Artan tüketici beklentileri, kişisel veri konusunda titizliği de artırıyor. Kantar'ın Global Monitor'da belirttiğine göre küresel tüketicilerin %79'u internette verilerin korunması ve gizlilik konusunda endişeli olduğunu söylüyor. %72'si ise kişisel verilerinin kişiler veya şirketlerce hatalı kullanılmasından dolayı çok fazla ya da belirli ölçüde risk altında olduklarına inanıyor.5
Çerezler ve cihaz kimlikleri gibi kişisel tanımlayıcılar kademeli olarak kullanımdan kalktıkça ve pazarlamacılar değişen düzenlemelere uyum sağladıkça perakendeciler ve markalar, izin alınan birinci taraf verilerden oluşan güçlü bir temele ihtiyaç duyuyor. Uygulamalar, müşterilerle doğrudan ilişki kurma konusunda odak noktası haline gelecek. Bu, birinci taraf verilerin toplanmasına yardımcı olabilir.

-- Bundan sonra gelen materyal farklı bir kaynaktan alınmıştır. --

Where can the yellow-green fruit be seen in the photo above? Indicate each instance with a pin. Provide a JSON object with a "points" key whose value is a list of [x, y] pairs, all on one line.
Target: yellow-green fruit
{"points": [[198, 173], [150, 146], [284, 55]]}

Sürekli değişen perakende ortamında belirsizlik devam ederken perakendeciler ve markalar daha çok ortama yönelik bir alışveriş deneyimi benimseyerek, tekliflerini zenginleştirmek için doğru iş ortaklıkları kurarak, Z kuşağından tüketicilerin ilgisini çekerek ve müşterilere daha çok değer ile daha az risk sunarak çevik kalabilir ve geleceğe hazırlanabilir.